Madame de Citrouille en son bel habit d’or S’étalait au jardin avec trop d’insolence Écrasant sans pitié tous ceux qui, c’est leur tort Croissent modestement avec quelque indolence
Elle les contemplait du haut de sa grandeur Prenant la liberté de se croire importante Ainsi, comme au jardin, les hommes querelleurs Toisent quelque voisin de façon méprisante...
Le melon s’esbaudit de cette suffisance La courgette s’esclaffe et la salade aussi. Le céleri, béat, rit se tenant la panse Mais le chou est vexé et fronce le sourcil !
La cucurbitacée s’offusque de ces rires Et, pleine de mépris, étale ses rondeurs Puis, s’enflant un peu plus pour exprimer son ire Parvient à écraser le beau pied d’un chou-fleur !

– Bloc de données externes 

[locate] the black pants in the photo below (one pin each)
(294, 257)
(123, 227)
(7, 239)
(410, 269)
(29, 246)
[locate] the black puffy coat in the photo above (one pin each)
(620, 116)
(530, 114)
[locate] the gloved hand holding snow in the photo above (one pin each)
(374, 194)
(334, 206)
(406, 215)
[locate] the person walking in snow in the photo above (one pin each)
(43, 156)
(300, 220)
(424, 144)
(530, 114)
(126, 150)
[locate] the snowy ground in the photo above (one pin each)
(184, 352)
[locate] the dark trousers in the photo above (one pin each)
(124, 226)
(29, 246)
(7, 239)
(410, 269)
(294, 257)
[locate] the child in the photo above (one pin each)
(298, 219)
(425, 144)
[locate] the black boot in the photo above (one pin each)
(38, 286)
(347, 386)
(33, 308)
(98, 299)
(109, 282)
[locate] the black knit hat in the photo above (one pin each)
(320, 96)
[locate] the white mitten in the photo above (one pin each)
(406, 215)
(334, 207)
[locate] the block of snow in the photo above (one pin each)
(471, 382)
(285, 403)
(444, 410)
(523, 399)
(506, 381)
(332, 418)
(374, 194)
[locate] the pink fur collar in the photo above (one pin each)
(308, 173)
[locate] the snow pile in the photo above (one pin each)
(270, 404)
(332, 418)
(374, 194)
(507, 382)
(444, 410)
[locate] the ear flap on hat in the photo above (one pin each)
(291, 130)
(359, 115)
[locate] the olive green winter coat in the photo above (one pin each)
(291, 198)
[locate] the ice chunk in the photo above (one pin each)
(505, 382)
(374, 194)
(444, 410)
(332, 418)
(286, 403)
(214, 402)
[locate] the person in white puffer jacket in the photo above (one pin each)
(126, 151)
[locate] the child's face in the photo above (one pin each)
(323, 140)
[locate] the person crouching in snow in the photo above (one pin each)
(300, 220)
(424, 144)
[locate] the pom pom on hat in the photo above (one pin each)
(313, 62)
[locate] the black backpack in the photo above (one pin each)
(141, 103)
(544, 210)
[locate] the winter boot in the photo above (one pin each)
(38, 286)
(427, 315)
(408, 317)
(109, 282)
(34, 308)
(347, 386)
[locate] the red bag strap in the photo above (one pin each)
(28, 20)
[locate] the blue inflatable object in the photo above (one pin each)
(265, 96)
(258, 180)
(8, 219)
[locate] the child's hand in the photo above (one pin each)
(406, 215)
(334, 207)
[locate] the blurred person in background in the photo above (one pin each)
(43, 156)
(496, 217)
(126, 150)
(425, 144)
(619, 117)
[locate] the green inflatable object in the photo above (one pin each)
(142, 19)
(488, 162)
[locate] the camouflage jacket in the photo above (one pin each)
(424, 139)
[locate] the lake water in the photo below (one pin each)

Flotte alors dans les rangs un parfum de vengeance Les légumes, outrés, se concertent tout bas : Il faut, de l’effrontée, fustiger l’insolence Rabattre son caquet ! Alors, tous au combat !
« J’en appelle au chiendent « crient en chœur les tomates Et leurs petites voix réveillent l’escargot. La limace, alertée, arrive tout de go Et la guêpe, intriguée, survient aussi en hâte
Le concombre masqué assomme la pécore Le chiendent la ligote. Arrive l’escadron Des animaux sommés en vaillants bataillons Qui l’attaquent, la rongent et encore et encore !
L’opulente citrouille a perdu tous ses charmes Où donc est sa superbe et son front si hautain ? Sur sa beauté fanée elle verse des larmes On ne l’entendra plus dénigrer ses voisins !
Moralité : Il est bon de savoir combattre le dédain De moucher vertement celui qui vous rabaisse Savoir avec esprit l’attaquer tout soudain Le faisant retomber lourdement sur ses fesses !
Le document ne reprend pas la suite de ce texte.